Я вздохнул, сдавливая в кулаке узду. Не было сил скрывать.
— О Харальде. О грядущих битвах. О том, хватит ли у нас сил не просто умереть славно, а выжить. О том, что, возможно, единственный разумный путь — это преклонить колено.
Эйвинд фыркнул, словно отгоняя назойливую, глупую муху.
— Силы? Сила в руках, да в сердце! А выжить… — Он махнул рукой. — Главное — дух! Уверен, мы впечатлим богов своим бесстрашием! Даже если и проиграем, в Вальхалле для нас поставят отдельные котлы! Там вечный пир, вечный бой! Чего бояться?
— Я не хочу впечатлять богов поражением, Эйвинд, — возразил я, смотря прямо перед собой на уходящую в лес тропу. — Я хочу победы. Я хочу видеть, как всходят посеянные мной семена. Я хочу жить не в сагах, а здесь и сейчас. Строить. Любить. Создавать что-то новое.
— Никто не хочет проигрывать, — парировал он. — Но наши судьбы уже сплели Норны из корней Древа Мира. Чему быть — того не миновать. А бояться смерти… Бояться смерти — это все равно что бояться тени. Она всегда с тобой. Так стоит ли из-за нее сворачивать с доброго пути? Расслабься, брат! Дыши полной грудью! Этот воздух, этот ветер — он твой. Бери его! Бери без опаски, без оглядки!
Я покачал головой, смотря на его беззаботное лицо.
— Я удивляюсь, как ты еще жив с таким-то подходом к жизни. Ты любишь гулять по лезвию, улыбаясь пропасти.
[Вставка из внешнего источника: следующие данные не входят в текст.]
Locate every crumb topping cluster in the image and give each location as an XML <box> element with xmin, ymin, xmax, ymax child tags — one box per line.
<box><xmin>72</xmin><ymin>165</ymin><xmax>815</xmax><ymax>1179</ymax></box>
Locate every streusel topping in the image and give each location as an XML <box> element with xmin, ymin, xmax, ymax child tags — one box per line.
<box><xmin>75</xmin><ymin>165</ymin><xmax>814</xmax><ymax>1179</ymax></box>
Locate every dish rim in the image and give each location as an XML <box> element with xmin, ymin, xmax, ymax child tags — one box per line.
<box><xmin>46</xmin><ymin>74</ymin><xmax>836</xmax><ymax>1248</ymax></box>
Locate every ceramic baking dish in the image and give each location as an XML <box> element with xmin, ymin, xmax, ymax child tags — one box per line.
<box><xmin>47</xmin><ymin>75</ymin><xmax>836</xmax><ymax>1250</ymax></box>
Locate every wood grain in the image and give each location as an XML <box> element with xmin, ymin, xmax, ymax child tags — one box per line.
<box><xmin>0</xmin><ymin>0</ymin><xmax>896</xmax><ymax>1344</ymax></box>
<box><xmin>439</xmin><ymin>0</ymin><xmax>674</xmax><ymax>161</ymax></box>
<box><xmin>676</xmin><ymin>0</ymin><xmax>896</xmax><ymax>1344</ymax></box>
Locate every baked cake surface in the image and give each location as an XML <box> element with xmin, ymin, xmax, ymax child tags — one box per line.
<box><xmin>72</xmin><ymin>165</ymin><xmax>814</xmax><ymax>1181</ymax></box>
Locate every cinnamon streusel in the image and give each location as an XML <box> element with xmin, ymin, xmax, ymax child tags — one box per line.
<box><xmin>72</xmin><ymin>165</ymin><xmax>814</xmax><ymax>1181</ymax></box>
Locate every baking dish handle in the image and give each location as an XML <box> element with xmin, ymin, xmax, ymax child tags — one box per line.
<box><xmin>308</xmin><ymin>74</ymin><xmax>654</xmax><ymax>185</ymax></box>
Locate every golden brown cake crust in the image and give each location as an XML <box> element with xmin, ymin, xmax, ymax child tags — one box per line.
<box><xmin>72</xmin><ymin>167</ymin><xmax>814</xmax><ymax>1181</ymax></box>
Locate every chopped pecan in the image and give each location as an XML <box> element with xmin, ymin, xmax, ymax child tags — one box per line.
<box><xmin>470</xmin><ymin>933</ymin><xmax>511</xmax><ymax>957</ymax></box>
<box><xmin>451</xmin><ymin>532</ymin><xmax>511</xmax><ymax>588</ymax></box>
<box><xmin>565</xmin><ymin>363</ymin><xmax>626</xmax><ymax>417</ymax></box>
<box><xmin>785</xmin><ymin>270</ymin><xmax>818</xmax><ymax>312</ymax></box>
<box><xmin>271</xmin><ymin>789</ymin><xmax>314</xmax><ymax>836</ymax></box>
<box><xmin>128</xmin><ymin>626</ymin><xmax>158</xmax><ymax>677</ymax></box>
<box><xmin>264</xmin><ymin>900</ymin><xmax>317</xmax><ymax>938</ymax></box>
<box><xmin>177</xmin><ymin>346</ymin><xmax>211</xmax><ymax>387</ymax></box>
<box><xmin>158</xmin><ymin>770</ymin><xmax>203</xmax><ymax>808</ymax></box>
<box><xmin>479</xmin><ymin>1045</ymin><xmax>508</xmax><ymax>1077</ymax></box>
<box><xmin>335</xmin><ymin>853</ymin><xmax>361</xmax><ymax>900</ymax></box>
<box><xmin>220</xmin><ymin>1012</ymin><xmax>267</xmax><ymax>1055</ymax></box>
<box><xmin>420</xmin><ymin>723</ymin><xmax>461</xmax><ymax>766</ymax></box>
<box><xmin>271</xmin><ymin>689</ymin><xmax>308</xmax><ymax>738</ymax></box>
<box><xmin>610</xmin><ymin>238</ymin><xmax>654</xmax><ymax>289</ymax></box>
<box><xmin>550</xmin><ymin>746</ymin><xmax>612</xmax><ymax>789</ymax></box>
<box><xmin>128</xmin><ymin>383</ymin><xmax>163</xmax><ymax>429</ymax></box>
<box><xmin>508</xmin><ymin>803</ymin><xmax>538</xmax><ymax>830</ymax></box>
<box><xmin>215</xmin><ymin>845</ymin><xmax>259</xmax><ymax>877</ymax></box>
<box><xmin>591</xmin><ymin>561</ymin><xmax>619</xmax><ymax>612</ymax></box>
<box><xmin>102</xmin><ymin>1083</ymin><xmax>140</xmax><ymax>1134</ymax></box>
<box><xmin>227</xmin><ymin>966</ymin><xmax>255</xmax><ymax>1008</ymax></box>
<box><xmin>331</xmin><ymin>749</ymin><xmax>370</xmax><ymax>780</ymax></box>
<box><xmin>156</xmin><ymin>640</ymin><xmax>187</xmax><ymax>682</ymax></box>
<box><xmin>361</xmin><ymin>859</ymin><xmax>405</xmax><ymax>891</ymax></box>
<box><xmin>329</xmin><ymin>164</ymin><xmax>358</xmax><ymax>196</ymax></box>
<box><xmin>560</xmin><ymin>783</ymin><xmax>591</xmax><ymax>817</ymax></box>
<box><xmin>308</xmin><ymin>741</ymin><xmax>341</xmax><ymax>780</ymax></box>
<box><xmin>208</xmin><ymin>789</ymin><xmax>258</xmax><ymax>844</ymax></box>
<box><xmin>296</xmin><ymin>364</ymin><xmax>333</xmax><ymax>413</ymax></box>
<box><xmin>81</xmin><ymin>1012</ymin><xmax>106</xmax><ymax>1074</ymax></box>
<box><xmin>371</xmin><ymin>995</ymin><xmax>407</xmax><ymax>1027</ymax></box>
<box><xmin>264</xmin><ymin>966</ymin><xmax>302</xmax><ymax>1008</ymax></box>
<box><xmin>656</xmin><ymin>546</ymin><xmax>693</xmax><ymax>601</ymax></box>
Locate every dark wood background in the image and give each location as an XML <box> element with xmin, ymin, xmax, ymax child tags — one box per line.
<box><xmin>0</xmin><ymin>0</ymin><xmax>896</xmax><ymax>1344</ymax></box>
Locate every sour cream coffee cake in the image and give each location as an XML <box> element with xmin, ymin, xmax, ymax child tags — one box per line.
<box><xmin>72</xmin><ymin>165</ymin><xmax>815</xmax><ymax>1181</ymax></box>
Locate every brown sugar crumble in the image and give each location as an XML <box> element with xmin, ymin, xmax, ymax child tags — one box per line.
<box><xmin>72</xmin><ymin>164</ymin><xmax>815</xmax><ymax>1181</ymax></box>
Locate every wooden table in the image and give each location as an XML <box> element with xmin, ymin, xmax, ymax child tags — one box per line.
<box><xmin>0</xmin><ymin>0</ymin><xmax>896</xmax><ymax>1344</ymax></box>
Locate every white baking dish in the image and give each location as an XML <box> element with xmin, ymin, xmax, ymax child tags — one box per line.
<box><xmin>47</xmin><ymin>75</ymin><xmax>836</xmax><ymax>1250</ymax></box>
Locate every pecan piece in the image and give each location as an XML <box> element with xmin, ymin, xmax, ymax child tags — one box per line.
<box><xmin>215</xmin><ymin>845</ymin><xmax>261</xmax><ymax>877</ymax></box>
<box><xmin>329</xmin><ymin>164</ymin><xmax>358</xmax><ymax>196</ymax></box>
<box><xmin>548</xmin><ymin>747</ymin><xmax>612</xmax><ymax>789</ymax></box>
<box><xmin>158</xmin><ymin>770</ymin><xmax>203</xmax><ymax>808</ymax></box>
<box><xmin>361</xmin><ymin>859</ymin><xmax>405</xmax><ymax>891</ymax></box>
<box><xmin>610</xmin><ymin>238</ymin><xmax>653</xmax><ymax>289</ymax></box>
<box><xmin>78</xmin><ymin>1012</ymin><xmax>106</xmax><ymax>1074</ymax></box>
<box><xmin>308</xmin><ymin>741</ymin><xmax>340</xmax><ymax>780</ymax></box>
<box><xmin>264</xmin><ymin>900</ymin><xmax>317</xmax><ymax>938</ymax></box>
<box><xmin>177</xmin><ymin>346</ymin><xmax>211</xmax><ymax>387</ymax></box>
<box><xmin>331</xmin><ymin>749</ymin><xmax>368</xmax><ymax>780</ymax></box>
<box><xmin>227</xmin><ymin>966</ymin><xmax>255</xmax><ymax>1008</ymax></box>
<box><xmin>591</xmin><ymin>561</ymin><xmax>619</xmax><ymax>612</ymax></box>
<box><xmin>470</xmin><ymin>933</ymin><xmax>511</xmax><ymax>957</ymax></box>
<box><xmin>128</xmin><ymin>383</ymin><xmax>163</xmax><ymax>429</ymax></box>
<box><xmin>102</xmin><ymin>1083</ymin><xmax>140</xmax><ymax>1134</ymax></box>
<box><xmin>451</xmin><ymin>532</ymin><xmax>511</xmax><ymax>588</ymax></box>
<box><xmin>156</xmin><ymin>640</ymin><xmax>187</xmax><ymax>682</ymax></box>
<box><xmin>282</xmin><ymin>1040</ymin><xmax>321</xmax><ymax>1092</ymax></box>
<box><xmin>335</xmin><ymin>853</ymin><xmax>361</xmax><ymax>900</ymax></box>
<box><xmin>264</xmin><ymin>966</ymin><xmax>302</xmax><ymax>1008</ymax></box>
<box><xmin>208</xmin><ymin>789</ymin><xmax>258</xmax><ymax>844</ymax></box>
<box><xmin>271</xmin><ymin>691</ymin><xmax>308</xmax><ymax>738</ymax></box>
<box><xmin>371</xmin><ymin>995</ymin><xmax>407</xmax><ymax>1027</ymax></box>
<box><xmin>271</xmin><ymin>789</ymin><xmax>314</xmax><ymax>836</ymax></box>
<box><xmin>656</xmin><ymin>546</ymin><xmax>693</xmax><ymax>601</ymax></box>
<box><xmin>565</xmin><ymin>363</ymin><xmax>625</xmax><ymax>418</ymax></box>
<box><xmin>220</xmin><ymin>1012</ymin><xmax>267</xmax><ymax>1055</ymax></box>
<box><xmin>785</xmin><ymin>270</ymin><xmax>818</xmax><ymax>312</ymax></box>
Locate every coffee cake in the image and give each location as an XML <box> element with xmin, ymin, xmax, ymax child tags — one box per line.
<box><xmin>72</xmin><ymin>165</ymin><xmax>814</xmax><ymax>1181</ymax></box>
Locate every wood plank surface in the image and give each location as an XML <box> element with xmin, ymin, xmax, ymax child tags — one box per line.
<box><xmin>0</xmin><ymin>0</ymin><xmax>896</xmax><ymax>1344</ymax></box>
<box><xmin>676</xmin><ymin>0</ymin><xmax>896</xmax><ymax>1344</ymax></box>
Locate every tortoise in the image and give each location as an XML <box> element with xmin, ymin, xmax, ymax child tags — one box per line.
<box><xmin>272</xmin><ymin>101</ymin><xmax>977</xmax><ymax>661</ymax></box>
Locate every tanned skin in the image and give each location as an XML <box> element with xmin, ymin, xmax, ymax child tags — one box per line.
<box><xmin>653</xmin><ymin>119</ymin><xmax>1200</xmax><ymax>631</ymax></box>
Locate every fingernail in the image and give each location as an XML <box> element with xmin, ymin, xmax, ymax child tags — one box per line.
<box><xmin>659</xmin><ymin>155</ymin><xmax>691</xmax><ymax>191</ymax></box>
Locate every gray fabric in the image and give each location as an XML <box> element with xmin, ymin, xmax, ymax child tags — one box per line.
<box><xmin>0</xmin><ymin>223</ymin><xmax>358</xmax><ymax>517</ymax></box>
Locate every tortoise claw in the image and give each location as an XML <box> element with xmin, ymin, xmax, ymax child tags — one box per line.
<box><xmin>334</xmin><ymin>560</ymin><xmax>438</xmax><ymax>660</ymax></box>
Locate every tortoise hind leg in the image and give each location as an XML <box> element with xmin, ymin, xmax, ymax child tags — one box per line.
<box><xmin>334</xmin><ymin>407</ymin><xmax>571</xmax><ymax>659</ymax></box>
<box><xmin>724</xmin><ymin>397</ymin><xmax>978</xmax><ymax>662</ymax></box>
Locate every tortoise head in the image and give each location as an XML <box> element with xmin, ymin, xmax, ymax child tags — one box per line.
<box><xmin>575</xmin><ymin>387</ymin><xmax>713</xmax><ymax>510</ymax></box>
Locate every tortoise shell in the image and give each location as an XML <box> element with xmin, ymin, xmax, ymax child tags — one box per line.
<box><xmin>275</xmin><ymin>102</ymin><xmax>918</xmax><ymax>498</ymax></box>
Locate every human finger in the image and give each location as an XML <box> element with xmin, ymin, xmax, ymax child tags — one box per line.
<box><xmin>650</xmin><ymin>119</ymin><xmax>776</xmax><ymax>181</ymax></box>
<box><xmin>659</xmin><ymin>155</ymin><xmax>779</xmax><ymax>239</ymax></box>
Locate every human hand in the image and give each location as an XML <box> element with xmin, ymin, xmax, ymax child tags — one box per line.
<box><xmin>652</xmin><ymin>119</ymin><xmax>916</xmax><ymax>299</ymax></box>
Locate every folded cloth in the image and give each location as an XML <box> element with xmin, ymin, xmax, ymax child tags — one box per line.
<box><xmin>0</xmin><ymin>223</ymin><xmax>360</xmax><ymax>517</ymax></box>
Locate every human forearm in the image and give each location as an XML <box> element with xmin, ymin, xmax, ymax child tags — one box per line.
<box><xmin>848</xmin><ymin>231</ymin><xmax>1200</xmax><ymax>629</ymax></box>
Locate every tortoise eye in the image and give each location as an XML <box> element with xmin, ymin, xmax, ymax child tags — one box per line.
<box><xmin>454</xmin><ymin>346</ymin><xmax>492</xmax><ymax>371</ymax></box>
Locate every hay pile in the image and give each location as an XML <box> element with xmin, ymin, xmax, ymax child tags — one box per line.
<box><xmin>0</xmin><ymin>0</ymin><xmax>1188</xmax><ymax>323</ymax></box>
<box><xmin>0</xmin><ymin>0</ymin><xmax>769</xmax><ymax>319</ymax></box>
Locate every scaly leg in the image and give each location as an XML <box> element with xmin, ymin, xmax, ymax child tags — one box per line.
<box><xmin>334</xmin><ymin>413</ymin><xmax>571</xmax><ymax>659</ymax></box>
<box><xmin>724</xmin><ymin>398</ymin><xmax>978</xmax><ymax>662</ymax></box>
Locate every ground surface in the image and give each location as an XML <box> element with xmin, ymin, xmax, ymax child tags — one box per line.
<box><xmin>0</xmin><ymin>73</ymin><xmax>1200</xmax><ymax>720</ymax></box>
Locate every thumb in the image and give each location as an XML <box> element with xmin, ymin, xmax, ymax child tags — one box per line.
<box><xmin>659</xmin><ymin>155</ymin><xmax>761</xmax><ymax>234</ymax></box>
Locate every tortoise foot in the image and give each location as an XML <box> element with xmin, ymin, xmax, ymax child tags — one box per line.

Он громоподобно рассмеялся. Наши кони вздрогнули.
— Всё просто! Боги меня любят и оберегают! Я им, видать, пришелся по нраву! А тебя, Рюрик, — и подавно! Взгляни на себя! За какие-то месяцы ты из трэлла, обреченного на веслах, превратился в вольного бонда, друга конунга, жениха его племянницы и искусного воина! Ты прошел сквозь огонь и воду! Ты добился большего, чем иной человек за всю свою долгую жизнь. Разве это не знак? Ты под самым что ни на есть мощным крылом самих богов, можешь не сомневаться!
В его словах была своя неоспоримая правда. Но она не приносила утешения, а лишь подчеркивала чудовищный груз ответственности.
— Наверное… — промолвил я задумчиво и решил отойти от темы. — А ты, кстати, где вчера ночью пропадал?Я тебя искал — хотел опрокинуть пару кружек эля.
Эйвинд самодовольно хмыкнул и подмигнул с таким видом, будто только что выиграл в кости молот самого Тора.
— А я, брат, занимался важными делами! Ублажал одну местную девку. С грудями, как спелые дыни, станом — ивовый прут, а глаза… ах, глаза как два озера в летний день! Мы подарили друг другу ночь, о которой саги слагать будут. Она еще долго будет вспоминать Эйвинда Счастливого!
— А ты не боишься, что потом придется ублажать не только ее, но и ее разгневанных родителей, а заодно и мастерить детские кроватки? — не удержался я от колкости.
Он посмотрел на меня с искренним, почти детским недоумением.
— Нет. Чего мне бояться? Я — мужчина, здоровый и сильный! Я живу по заветам предков! Чем больше у меня будет женщин и детей, тем богаче и сильнее будет мой род, тем больше будет у меня воинов в моей дружине! Дети — это дар богов, Рюрик, продолжение нас в этом мире. Я стараюсь не думать о сложном. Не забивать голову тем, что еще не случилось. У меня одна жизнь — от первого крика до последнего вздоха перед вратами Мидгарда. И этот отрывок я хочу наполнить всеми красками, что есть под солнцем: жаркими сражениями, громкой славой, красивыми женщинами и любимыми крепкими детьми… — Он помолчал, и его взгляд на миг стал серьезным. — А горя и печалей, поверь, на всех хватит. Оно само найдет тебя, куда бы ты ни прятался. Зачем же его искать заранее?